Daniel J. Laxman and colleagues have an article at Maternal and Child Health Journal titled "Father Involvement and Maternal Depressive Symptoms in Families of Children with Disabilities or Delays."
This study examined the longitudinal association between fathers’ early involvement in routine caregiving, literacy, play, and responsive caregiving activities at 9 months and maternal depressive symptoms at 4 years. Data for 3,550 children and their biological parents were drawn from the Early Childhood Longitudinal Study-Birth Cohort data set. Analyses in a structural equation modeling framework examined whether the association between father involvement and maternal depressive symptoms differed for families of children with autism spectrum disorder (ASD) and for families of children with other disabilities or delays from families of children who were typically developing. Results indicated that father literacy and responsive caregiving involvement were associated with lower levels of depressive symptoms for mothers of children with ASD. These findings indicate that greater father involvement may benefit families of children with ASD and highlight the need to support and encourage service providers to work with fathers.From the article:
The findings of this study have important implications for policy makers and early intervention service providers.
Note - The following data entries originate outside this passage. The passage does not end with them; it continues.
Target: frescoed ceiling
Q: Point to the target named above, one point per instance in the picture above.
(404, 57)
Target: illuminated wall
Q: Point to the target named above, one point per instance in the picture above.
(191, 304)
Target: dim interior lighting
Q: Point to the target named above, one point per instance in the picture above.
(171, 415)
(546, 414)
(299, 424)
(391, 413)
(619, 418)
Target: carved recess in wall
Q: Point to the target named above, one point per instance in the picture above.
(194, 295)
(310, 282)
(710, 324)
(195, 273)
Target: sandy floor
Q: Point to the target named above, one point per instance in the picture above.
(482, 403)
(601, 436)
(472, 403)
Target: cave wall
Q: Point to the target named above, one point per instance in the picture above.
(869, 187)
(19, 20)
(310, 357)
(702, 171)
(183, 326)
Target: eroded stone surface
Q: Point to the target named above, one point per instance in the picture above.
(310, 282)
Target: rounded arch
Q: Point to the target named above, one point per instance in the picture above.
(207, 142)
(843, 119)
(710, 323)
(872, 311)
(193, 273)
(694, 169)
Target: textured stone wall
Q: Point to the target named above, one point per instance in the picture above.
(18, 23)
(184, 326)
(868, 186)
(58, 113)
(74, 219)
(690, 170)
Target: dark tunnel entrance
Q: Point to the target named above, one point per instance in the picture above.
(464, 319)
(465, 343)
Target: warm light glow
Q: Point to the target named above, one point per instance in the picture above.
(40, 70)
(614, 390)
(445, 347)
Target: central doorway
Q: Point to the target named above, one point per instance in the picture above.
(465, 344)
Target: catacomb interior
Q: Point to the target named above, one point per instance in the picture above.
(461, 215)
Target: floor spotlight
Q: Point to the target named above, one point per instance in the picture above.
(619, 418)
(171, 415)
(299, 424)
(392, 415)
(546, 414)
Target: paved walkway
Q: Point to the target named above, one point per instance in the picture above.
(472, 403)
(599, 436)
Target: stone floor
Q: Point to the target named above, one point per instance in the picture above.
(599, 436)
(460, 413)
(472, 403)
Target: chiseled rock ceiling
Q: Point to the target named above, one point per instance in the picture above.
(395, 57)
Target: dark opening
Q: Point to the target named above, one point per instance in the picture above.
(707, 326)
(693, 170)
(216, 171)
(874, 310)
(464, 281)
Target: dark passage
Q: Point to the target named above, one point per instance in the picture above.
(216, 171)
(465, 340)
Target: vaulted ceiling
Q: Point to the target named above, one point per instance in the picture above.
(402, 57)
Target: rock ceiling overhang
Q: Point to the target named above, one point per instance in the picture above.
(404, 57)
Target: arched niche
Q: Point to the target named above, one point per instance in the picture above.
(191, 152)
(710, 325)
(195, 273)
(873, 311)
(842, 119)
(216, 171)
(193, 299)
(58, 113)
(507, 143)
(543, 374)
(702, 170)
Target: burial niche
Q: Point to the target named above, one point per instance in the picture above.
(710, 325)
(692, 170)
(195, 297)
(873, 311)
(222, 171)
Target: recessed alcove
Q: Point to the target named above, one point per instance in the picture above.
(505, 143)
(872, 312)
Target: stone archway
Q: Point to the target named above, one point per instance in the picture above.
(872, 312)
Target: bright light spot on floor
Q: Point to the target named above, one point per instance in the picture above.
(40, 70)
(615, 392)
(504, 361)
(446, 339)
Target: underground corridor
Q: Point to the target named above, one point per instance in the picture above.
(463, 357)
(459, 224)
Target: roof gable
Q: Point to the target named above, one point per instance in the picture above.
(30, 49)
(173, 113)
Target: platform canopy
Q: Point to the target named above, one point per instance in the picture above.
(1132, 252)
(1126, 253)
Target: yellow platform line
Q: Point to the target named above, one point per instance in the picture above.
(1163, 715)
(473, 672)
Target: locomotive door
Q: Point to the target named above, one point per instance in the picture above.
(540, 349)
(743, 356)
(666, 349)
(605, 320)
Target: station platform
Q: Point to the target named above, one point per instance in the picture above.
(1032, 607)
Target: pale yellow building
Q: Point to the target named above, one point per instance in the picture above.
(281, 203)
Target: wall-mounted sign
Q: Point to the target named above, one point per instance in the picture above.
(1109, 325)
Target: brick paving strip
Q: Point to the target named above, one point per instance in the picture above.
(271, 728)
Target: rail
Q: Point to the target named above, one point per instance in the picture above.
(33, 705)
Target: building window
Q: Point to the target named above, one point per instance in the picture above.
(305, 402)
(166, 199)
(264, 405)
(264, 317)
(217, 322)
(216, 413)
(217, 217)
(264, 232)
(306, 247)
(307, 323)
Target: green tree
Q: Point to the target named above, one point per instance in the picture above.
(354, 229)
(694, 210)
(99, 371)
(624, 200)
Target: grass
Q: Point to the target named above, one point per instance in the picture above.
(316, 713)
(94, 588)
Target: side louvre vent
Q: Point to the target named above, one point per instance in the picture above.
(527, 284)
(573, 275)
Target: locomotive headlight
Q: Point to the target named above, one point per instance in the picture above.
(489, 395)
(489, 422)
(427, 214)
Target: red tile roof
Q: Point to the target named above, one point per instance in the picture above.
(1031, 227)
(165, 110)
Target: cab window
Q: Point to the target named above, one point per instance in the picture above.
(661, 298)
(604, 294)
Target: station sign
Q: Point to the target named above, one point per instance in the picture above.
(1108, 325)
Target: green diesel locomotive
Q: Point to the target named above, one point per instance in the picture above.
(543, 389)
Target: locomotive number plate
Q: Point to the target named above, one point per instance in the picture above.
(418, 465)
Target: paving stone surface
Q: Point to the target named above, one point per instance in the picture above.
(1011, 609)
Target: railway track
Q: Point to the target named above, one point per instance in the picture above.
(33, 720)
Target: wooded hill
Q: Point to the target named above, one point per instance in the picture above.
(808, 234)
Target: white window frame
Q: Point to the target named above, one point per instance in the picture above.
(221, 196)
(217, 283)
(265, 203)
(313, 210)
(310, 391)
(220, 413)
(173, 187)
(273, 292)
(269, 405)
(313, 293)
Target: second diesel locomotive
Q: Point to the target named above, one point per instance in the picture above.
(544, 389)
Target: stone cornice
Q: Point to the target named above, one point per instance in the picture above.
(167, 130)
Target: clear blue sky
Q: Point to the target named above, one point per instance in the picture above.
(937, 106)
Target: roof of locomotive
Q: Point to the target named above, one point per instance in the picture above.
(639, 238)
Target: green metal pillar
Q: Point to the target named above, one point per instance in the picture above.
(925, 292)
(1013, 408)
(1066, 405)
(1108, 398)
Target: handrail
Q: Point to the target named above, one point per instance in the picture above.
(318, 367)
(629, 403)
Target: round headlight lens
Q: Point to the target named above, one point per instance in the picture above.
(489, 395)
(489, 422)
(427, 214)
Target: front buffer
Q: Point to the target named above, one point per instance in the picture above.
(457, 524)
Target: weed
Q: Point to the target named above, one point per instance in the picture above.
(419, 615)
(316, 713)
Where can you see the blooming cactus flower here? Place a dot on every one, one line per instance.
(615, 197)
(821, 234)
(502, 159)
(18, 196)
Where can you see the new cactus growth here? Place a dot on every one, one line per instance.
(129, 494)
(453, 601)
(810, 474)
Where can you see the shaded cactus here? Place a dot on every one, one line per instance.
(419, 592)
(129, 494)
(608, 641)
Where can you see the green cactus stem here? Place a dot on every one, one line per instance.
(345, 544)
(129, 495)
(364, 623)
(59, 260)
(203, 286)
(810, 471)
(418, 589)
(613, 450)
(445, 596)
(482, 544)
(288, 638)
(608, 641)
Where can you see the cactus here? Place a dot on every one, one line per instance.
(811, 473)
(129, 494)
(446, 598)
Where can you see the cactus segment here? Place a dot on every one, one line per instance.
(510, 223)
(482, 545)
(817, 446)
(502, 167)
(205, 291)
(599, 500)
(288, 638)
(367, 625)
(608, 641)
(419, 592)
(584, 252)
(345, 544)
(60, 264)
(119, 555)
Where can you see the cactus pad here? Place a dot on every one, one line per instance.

That greater father involvement was associated with better outcomes for maternal well-being underscores the need to develop focused programs to encourage fathers to be involved with their children with disabilities or delays, specifically children with ASD. Furthermore, service providers can be encouraged to engage fathers while providing early intervention services. Service providers can be supported in engaging fathers by being provided with training opportunities and other resources they need to work with fathers. Promoting father involvement is one way that practitioners and policy makers may promote maternal well-being and positive family outcomes through encouraging fathers to be more involved in effective ways.